«En paz me acostaré, y asimismo dormiré; Porque solo tú, Jehová, me haces vivir confiado.» (Salmos 4:8, RVR1960)
Amado Padre Celestial, al concluir este bendecido miércoles 24 de junio de 2026, elevo mi alma hacia Ti con un corazón rebosante de profunda gratitud y alegría. Gracias, Señor de la gloria, por el regalo de la vida, por la salud y por la certeza absoluta de que tu amor infinito me rodea en cada instante del día. En esta noche, decido voluntariamente descansar bajo la sombra protectora de tus alas, confiando plenamente en que Tú tienes el control absoluto y perfecto de mi presente y de mi futuro. Reconozco tu fidelidad inagotable que me ha sostenido con firmeza durante toda esta jornada, brindándome fuerzas sobrenaturales cuando me sentía cansado y claridad divina cuando el camino parecía incierto.

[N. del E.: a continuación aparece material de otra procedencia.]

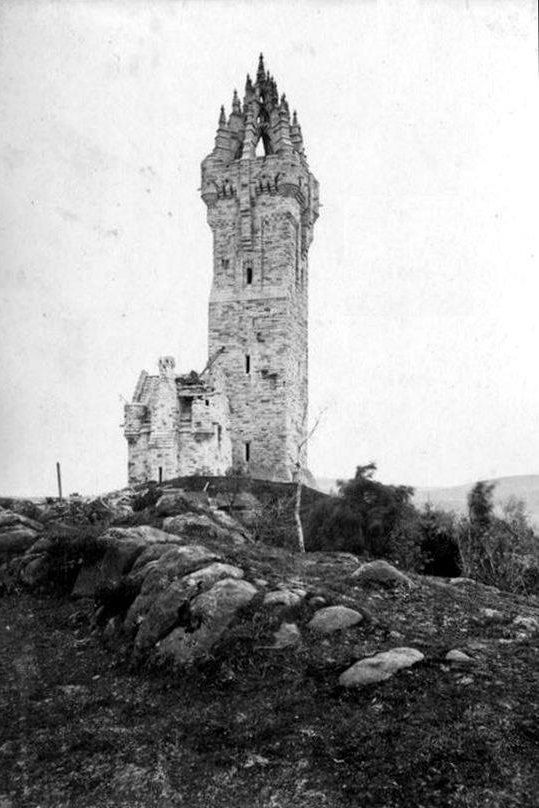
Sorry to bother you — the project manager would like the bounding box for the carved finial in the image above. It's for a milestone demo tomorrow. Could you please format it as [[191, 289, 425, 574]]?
[[256, 53, 266, 84]]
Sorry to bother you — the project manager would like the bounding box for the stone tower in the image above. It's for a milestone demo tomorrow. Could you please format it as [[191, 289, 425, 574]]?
[[201, 55, 318, 480]]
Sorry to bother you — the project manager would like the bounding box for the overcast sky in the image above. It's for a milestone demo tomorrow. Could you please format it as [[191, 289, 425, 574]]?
[[0, 0, 539, 494]]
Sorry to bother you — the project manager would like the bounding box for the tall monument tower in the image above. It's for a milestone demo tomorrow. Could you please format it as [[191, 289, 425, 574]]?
[[201, 55, 318, 480]]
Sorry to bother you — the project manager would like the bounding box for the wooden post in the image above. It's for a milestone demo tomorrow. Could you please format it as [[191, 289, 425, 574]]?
[[56, 463, 62, 502]]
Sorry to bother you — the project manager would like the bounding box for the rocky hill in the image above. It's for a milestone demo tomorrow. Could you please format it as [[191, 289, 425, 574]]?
[[0, 481, 539, 808]]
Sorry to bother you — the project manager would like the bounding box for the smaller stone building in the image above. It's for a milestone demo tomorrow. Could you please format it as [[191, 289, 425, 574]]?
[[124, 356, 232, 484]]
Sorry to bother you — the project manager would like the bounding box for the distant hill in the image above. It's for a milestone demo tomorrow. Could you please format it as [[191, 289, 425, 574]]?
[[318, 474, 539, 526]]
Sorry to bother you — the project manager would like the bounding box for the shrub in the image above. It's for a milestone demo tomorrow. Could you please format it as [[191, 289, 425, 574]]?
[[418, 505, 461, 578], [458, 483, 539, 593], [250, 496, 297, 549]]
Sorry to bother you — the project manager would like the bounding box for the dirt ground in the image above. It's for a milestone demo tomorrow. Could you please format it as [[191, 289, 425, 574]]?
[[0, 590, 538, 808]]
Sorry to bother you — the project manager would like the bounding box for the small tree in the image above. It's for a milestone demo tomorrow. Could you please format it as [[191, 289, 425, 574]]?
[[468, 482, 495, 532], [291, 408, 325, 553]]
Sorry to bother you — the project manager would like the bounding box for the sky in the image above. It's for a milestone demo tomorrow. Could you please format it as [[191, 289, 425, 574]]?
[[0, 0, 539, 495]]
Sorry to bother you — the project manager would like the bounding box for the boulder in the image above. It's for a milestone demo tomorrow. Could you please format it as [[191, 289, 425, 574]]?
[[352, 559, 414, 588], [445, 648, 475, 665], [26, 536, 53, 555], [339, 648, 424, 687], [513, 614, 539, 631], [307, 606, 363, 634], [264, 589, 306, 606], [97, 525, 184, 589], [479, 608, 505, 623], [156, 578, 256, 666], [0, 510, 43, 533], [163, 513, 244, 544], [19, 554, 50, 589], [0, 524, 39, 558], [135, 562, 243, 653], [155, 488, 209, 516], [124, 544, 219, 634], [210, 509, 252, 543]]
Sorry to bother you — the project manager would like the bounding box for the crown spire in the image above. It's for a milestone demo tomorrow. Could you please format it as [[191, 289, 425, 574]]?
[[256, 53, 266, 84], [232, 90, 241, 115]]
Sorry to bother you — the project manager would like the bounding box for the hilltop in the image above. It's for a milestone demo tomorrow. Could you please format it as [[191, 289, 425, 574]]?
[[0, 481, 539, 808]]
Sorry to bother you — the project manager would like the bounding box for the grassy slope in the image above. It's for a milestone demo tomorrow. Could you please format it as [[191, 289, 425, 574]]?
[[0, 547, 537, 808]]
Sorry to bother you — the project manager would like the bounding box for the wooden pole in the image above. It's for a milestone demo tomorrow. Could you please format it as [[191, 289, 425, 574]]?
[[56, 463, 62, 502]]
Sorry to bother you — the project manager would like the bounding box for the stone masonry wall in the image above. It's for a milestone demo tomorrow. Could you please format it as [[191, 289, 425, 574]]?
[[203, 154, 318, 480]]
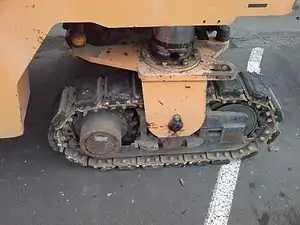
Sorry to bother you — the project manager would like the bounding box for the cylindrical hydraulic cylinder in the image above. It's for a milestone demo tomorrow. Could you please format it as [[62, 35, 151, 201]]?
[[153, 26, 195, 46], [151, 26, 195, 64]]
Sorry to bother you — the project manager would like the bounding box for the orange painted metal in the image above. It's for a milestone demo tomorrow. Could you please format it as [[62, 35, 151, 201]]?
[[0, 0, 294, 138], [73, 40, 230, 137], [73, 45, 141, 71], [143, 81, 207, 137]]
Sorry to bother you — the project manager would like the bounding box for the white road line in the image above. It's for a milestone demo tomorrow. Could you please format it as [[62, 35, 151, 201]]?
[[247, 48, 264, 74], [204, 48, 264, 225], [204, 160, 241, 225]]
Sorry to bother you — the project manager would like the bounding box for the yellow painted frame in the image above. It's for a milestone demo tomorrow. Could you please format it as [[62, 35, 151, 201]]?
[[0, 0, 294, 138]]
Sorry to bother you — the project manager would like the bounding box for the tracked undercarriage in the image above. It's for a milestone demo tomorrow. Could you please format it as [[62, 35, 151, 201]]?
[[48, 24, 282, 170]]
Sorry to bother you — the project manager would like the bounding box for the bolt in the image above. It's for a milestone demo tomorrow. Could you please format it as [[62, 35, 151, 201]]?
[[259, 137, 266, 141], [222, 65, 229, 71], [182, 59, 188, 66], [208, 65, 215, 70], [173, 114, 181, 122], [194, 52, 200, 58], [60, 136, 66, 141], [161, 61, 168, 66]]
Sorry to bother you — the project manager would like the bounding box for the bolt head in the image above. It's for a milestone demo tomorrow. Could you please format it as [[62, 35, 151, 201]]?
[[259, 137, 266, 141], [182, 59, 188, 66], [173, 114, 181, 122]]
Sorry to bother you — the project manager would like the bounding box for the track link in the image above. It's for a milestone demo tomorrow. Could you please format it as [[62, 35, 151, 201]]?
[[48, 73, 282, 170]]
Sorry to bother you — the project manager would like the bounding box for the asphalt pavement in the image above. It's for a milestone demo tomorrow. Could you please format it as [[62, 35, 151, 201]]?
[[0, 12, 300, 225]]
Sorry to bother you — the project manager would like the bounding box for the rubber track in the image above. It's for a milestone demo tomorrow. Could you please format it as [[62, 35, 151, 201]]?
[[48, 74, 277, 170]]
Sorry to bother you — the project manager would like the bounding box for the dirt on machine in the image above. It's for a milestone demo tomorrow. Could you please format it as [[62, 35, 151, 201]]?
[[0, 0, 294, 170]]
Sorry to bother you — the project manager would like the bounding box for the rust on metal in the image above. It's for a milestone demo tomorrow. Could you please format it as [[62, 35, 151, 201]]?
[[142, 81, 207, 137], [0, 0, 294, 138]]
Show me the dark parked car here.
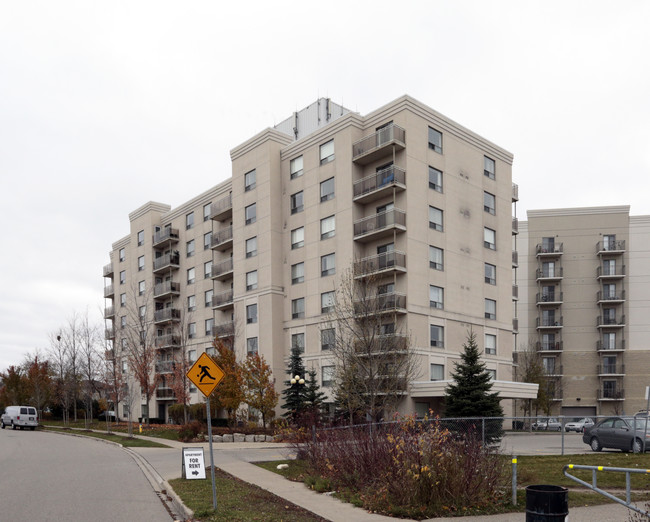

Confianza Plena en tu Divina Protección
Deposito con humildad ante tu altar todas mis cargas, preocupaciones y anhelos, sabiendo que Tú eres mi refugio seguro y mi fortaleza. No hay temor alguno que pueda perturbar mi descanso, pues tu presencia santa ilumina mi habitación y protege cada rincón de mi hogar. Bendigo con amor a mis seres queridos y declaro que tu paz, esa paz que sobrepasa todo entendimiento humano, guarda celosamente nuestros corazones y pensamientos en Cristo Jesús. Me entrego ahora a un descanso profundo, reparador y tranquilo, con la firme convicción de que mañana despertaré renovado, lleno de esperanza vibrante y listo para recibir las abundantes bendiciones que ya has preparado para mí. Gracias, Dios mío, por ser mi roca eterna y mi salvación.
«Cuando te acuestes, no tendrás temor, sino que te acostarás, y tu sueño será grato.» (Proverbios 3:24, RVR1960)
En el nombre poderoso de Jesús, duermo en paz. Amén.